Pipeliner benchmarking tool

The benchmarking tool uses the ccpem pipeliner to run multiple jobs whilst varying specific parameters so the effects of the parameters on the results and running times can be compared.

Start by generating the template files

Generate a job.star template file for each job to run.

This can be done by taking a job.star file from the job directory of a previous run, or buy using the commandline tool:

CL_pipeline --default_jobstar <job type>

Edit the template files

Set all of the parameters for the jobs to be run by editing the template files.

To test multiple values for a parameter put all the values to try as a comma separated list (with no spaces) enclosed in square brackets

IE: To try multiple values for number of grouped frames in a motion corr find the line:

group_frames            1

and change it to:

group_frames            [1,2,3,4,5,6,7,8]

Make sure to set the running parameters for all the jobs correctly. If all jobs that are able are sent to a queue, then they can be run in parallel and the benchmarking will complete much more quickly.

Warning

If multiple parameters have more than on test value the benchmark tool will make a job for every possible permutation, which could lead to A LOT of jobs being run.
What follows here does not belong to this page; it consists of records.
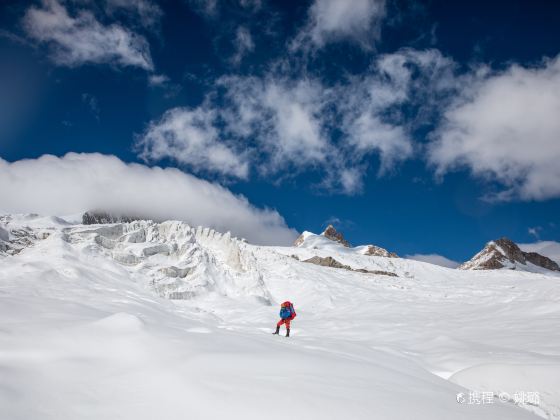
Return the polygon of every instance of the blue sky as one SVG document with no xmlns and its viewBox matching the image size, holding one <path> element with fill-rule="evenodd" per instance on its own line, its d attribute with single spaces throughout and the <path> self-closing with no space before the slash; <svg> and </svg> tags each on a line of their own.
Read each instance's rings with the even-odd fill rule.
<svg viewBox="0 0 560 420">
<path fill-rule="evenodd" d="M 108 195 L 129 188 L 154 191 L 135 204 L 151 217 L 263 243 L 333 223 L 353 244 L 462 261 L 501 236 L 560 240 L 559 15 L 550 1 L 2 2 L 0 209 L 125 211 Z M 144 191 L 155 166 L 189 187 Z M 206 185 L 238 212 L 208 210 Z"/>
</svg>

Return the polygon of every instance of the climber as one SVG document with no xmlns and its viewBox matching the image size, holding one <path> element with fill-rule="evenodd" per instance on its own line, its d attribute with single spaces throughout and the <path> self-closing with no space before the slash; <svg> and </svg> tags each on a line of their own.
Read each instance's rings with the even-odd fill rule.
<svg viewBox="0 0 560 420">
<path fill-rule="evenodd" d="M 296 310 L 292 302 L 286 301 L 280 305 L 280 321 L 276 324 L 276 331 L 272 334 L 280 334 L 280 326 L 286 324 L 286 337 L 290 336 L 290 322 L 296 317 Z"/>
</svg>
Organise the template files

Once the template files are edited they should all be placed in a single directory called benchmark_templates. Rename them so the benchmark tool knows what order to run them in. EX:

import_job.star motioncorr_job.star ctffind_job.star

should be renamed to:

01_import_job.star 02_motioncorr_job.star 03_ctffind_job.star

Get your data

Place any data that will be needed by the jobs (IE not produced by a previous job) in a directory called benchmark_data.

These files will be symlinked into the running directory of each benchmark job.

These files will be at the top of the job directory so if a job needs one of them as input just the file name should be used as the parameter value.

IE:

'fn_in'              my_particles_data.star

Run the benchmark tool

use the command pipeliner_benchmark_tool

The tool will set up the directory structure and templates and determine if a parallel run can be executed.

Note

Parallel execution will only be allowed if all computationally intensive jobs are being sent to a queue.

The tool will create a directory for each permutation of the test parameters starting with bmrk000

The results of the benchmarking tests are written in two files

benchmark_summary.csv: Contains run times for each job in the benchmarks along with a total run time for each benchmark.

benchmark_full.csv: Contains run times for each individual command in the jobs in the benchmarks.